From laboratory to community: towards better translation of spinal cord injury treatments

Release date: 27-May-2010

Organisation: Combined Neurosurgical and Orthopaedic Spine Program (CNOSP), Department of Orthopaedics, University of British Columbia, Vancouver, British Columbia, Canada.

Interest in spinal injury research to protect and repair the damaged cord has intensified in the last two decades. We are all aware that there are unproven and experimental procedures being offered around the world, which have been attracting a lot of community, as well as media, attention. Nevertheless researchers and clinicians are still working hard on finding effective treatments for spinal cord injury (SCI). Often these treatments are felt to be just “around the corner,” although we have all heard of promising outcomes from preclinical studies which then fail when they reach human trials.

Brian Kwon and colleagues have published a survey of the opinions and perspectives of 324 clinicians and scientists working to develop promising interventions which will translate into effective treatments for those with SCIs.
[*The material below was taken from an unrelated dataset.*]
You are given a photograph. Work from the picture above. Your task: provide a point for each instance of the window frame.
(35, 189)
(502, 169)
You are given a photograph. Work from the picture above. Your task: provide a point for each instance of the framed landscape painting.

The aims of the survey were to establish what preclinical evidence is needed to get a treatment into a successful clinical trial, how this evidence could be obtained and to identify some of the biases that are involved in interpreting this evidence. They discuss the similarities with the stroke community, where inconsistent and sometimes inadequate preclinical experimentation resulted in many treatments failing in clinical trials. As a response to these failures the stroke community introduced “evidentiary milestones”.  It is clear that SCI research lacks clear guidelines or a practical and realistic framework to maximise the chances of developing treatments that will work for individuals with a SCI.

The authors suggest the SCI research community needs to establish “how much is enough?” There was no doubt about the necessity of live animal experimentation but it was apparent that rodent models were not always enough to establish the appropriate preclinical evidence. The majority of respondents considered that large animal models, such as cats, dogs, rabbits, sheep, etc., were necessary to obtain meaningful preclinical evidence. In the case of invasive cell transplant therapies the addition of primate models was also deemed necessary. Some of the issues with this kind of comprehensive experimentation are the accessibility and availability of these types of models. The paper also discusses the enormous expense involved with conducting these types of experiments. Kwon and his colleagues commented that “the vast majority of scientists would find large animal or primate studies simply unattainable.”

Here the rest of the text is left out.